Oireachtas Joint and Select Committees
Thursday, 8 November 2012
Joint Oireachtas Committee on Environment, Culture and the Gaeltacht
Preservation of Historic Buildings: Discussion
2:30 pm
Ms Lucille Redmond:
The committee wanted us to state our reason for being here. My mother Barbara's father was Thomas McDonagh and her mother was Muriel Gifford. Muriel's sister, Grace Gifford, married Joseph Plunkett in Kilmainham Gaol chapel an hour before he was shot. Pádraig H. Pearse was my mother's godfather. My grandmother's sister Nellie was in the Royal College of Surgeons working with Madame Markievicz.
She also worked with Connolly. During 1916, my grandfather's brothers, Joe and Jack, fought in Jacob's factory. Joe was later the Deputy Minister for Labour to Madame Markievicz and he died on hunger strike on Christmas Day 1922. Earlier, Professor Kealy asked whether we wanted these buildings to be another museum and we must think about what we wish to commemorate and how we wish to do so. The liberal and open ideas of the people of 1916 are possibly not in tune with the Ireland of 2016, the central value of which may be seen as being profit and profitability. The question is whether we wish to forget these people, who ended a 700-year occupation and whose ideal of Ireland was liberal, European, egalitarian and co-operative. My grandfather was one of those people. He was a feminist and intellectual, whose Irish theatre presented works by new playwrights from across Europe. The Ireland he envisaged and of which he dreamed was European, intelligent, honest and liberal.

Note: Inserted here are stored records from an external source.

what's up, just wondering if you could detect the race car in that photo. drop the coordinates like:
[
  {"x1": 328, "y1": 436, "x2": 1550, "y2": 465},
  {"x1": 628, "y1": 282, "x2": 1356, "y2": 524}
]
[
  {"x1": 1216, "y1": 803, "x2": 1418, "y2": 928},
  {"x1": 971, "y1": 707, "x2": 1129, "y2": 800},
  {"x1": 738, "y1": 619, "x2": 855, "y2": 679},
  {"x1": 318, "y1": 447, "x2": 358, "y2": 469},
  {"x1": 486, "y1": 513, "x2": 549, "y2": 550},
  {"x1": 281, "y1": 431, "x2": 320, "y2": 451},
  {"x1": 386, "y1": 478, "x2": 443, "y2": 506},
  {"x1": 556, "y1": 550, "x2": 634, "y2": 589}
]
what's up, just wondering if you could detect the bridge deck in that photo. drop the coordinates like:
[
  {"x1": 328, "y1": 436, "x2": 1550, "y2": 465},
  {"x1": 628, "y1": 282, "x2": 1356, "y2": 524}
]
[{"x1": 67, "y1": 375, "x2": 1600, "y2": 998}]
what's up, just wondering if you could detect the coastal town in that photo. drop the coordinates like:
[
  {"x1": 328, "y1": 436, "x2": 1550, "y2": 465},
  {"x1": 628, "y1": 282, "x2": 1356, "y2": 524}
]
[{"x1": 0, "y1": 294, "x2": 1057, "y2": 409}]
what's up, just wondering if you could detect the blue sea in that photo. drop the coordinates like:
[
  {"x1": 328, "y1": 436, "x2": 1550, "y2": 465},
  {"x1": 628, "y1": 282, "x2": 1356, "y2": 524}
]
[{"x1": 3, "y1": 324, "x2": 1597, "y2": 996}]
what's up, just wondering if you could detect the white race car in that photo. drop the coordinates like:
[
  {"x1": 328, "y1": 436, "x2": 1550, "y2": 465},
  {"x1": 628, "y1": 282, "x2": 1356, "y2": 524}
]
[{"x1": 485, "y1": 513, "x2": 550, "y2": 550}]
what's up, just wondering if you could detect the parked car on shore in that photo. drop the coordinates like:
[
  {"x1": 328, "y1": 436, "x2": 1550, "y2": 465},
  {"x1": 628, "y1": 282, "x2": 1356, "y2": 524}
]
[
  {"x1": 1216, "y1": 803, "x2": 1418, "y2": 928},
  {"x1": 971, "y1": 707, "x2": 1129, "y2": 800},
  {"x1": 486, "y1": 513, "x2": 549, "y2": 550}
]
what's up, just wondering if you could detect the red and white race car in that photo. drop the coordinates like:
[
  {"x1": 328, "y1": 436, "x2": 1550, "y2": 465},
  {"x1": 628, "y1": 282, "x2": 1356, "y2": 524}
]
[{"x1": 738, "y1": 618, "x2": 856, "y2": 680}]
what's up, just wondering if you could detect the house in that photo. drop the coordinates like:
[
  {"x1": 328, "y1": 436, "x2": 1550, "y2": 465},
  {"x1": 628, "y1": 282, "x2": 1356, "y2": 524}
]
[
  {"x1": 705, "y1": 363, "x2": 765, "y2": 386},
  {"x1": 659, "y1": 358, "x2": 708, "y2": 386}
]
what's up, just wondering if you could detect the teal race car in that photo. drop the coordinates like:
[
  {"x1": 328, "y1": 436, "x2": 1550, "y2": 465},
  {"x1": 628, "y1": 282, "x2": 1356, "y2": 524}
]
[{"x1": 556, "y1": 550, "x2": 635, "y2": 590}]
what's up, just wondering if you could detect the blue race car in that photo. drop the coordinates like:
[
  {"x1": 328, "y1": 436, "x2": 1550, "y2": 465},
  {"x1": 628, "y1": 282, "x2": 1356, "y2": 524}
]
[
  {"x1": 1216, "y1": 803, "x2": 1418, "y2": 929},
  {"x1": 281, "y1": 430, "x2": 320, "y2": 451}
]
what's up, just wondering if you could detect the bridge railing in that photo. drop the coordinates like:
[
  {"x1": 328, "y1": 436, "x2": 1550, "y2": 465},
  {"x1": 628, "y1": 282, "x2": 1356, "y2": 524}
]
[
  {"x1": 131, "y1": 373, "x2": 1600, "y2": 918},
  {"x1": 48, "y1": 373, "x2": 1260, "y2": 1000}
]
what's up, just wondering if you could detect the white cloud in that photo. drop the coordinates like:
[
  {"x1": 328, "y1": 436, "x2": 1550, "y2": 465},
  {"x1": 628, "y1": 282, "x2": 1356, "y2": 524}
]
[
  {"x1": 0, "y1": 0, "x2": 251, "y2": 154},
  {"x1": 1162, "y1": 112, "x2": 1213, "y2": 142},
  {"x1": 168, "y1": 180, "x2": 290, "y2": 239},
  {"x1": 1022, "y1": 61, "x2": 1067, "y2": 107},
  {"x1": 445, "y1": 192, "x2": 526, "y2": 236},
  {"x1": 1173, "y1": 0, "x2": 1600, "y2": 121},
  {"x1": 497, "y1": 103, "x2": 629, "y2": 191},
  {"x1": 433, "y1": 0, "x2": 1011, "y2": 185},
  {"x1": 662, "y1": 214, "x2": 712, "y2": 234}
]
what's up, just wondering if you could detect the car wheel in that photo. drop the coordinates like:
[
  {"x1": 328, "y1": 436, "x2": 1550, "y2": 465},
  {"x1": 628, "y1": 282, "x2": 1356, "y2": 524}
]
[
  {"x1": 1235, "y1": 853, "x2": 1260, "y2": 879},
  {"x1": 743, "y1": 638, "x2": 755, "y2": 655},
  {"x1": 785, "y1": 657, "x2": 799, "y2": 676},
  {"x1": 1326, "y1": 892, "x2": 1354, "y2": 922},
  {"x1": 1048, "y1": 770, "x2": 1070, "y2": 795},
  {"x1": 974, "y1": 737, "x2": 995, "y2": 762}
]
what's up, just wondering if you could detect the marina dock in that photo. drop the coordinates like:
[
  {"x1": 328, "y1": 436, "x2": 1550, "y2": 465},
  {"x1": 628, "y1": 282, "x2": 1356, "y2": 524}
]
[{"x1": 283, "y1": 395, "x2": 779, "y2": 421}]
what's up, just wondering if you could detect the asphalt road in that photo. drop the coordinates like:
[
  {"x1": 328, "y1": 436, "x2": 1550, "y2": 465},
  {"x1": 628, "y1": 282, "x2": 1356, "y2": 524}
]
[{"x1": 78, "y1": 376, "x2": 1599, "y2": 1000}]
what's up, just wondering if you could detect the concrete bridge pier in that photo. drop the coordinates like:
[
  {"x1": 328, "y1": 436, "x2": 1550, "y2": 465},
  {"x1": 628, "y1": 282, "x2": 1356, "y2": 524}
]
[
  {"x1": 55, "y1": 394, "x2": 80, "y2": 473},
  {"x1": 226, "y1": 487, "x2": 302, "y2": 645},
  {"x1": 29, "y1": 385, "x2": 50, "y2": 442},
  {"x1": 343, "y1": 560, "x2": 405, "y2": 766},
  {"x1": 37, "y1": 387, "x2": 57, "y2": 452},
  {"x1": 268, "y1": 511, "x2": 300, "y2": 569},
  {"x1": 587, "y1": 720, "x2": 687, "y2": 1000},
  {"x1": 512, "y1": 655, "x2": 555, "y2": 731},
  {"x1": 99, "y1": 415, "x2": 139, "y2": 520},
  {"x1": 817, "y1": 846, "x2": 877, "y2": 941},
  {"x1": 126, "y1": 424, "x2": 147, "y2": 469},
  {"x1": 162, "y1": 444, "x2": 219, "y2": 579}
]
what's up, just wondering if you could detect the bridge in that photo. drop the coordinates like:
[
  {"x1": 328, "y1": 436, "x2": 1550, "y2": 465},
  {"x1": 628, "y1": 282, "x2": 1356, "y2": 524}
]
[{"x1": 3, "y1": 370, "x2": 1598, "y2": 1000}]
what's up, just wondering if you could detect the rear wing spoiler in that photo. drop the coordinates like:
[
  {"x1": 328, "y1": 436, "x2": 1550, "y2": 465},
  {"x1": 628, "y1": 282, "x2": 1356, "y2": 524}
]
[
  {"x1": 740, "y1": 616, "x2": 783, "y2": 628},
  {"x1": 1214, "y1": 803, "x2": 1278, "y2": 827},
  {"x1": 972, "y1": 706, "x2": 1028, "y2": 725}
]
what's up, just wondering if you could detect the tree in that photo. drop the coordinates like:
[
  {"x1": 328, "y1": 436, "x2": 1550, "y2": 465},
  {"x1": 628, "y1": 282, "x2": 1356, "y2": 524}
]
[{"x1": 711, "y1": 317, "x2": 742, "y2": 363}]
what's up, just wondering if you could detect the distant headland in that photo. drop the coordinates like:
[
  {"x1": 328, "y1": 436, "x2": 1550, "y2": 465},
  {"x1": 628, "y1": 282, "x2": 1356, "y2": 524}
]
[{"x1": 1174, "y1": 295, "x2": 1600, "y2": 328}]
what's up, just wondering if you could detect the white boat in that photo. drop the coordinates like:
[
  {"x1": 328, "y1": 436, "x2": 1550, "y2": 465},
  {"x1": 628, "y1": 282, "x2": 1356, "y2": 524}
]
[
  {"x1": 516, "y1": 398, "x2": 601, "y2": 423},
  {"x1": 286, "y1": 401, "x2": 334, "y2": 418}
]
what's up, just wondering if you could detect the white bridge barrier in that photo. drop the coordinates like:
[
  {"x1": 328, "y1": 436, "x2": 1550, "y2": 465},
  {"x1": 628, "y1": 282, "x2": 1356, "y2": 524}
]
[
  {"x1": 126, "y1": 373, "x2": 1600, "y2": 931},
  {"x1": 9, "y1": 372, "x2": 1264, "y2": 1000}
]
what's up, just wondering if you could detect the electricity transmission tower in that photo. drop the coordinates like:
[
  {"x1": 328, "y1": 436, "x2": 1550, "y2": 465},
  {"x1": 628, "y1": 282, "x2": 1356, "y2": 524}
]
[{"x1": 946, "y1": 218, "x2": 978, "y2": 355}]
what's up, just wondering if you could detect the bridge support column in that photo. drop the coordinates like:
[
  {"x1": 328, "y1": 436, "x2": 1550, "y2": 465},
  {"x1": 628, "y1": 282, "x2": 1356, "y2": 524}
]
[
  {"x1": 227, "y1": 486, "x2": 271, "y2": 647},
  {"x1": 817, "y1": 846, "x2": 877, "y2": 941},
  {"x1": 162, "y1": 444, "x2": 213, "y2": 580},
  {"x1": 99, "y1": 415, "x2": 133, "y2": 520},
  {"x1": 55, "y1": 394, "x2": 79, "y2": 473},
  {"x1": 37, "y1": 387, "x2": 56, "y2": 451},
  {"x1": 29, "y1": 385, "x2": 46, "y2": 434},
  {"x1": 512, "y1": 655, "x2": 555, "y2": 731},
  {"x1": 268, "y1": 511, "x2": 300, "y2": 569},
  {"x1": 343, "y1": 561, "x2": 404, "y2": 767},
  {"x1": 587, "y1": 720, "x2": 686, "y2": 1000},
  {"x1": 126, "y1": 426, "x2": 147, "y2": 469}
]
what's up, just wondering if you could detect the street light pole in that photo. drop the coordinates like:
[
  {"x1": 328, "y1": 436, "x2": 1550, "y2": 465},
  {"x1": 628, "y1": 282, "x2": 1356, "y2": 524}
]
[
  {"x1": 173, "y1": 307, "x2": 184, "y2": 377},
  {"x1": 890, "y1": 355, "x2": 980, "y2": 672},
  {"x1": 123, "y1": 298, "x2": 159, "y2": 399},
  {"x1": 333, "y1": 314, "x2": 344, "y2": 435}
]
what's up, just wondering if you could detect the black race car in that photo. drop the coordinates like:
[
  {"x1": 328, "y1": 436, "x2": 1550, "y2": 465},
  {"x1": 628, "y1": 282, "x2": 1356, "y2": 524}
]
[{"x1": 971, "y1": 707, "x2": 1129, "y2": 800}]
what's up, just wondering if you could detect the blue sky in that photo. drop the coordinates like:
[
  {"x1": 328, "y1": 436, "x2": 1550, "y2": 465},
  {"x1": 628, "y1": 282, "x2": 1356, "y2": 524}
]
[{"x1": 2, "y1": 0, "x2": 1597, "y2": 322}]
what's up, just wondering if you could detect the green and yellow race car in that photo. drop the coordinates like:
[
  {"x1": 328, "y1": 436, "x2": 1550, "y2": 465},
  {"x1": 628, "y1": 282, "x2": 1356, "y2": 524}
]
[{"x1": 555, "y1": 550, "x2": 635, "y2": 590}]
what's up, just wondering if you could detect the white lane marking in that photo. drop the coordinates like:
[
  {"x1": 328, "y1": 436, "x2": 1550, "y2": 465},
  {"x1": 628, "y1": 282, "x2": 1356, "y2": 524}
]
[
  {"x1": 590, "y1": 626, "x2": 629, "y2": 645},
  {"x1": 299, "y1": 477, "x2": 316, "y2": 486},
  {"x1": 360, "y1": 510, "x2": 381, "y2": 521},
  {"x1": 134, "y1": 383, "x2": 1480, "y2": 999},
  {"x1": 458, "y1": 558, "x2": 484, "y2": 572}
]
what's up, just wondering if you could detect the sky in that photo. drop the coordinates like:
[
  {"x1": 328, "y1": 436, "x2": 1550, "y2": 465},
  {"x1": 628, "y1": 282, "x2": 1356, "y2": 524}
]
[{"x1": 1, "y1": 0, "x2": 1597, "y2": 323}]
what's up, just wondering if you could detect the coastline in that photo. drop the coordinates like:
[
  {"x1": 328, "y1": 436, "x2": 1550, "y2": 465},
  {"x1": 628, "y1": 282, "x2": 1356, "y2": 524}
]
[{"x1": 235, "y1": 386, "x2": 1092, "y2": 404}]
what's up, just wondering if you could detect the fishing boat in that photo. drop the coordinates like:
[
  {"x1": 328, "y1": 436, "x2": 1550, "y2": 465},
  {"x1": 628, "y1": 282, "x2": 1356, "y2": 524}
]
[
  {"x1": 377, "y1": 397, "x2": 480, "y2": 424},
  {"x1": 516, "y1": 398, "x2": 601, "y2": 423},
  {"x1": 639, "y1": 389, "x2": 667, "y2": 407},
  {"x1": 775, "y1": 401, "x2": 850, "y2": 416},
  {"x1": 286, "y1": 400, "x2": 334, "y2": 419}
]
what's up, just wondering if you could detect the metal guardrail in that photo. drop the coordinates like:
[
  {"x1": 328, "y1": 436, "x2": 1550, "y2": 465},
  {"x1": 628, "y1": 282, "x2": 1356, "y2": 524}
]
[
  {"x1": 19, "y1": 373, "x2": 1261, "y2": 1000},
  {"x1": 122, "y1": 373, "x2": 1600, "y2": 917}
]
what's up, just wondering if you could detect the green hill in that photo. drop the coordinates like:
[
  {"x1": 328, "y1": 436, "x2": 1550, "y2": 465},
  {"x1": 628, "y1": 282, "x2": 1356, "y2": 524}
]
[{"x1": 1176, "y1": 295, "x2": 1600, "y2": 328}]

In response to Deputy Coffey, these buildings on Moore Street - this palimpsest as Professor Kealy said - these Georgian townhouses of small businesses really constitute the last terrace of such working-class Georgian houses in Dublin and perhaps in Ireland and they are the Alamo of Ireland's history. This terrace of houses and yards and the lanes down which the people of 1916 retreated, these houses in which the dying James Connolly and Michael O'Rahilly spent hours on the threshold of death and where Tom Clarke, Joe Plunkett, Sean McDermott and Pádraig Pearse prepared to lay down their lives, are the essence of Ireland's republic, that is, the republic they sought. We can choose to preserve these buildings as a symbol of that open, European and liberal Ireland for which these men died or one can follow the profit and salute the Celtic tiger and all it stood for by destroying this heritage. It is up to members.
If we wish to be the Ireland those men and women envisaged in 1916, then we should commemorate those people and ideals and should save these laneways of history and these houses and their curtilages but otherwise, no, go for the profit. My sister, Ms Muriel McAuley, has reminded me that the cobblestones across which they retreated are still in place on the streets.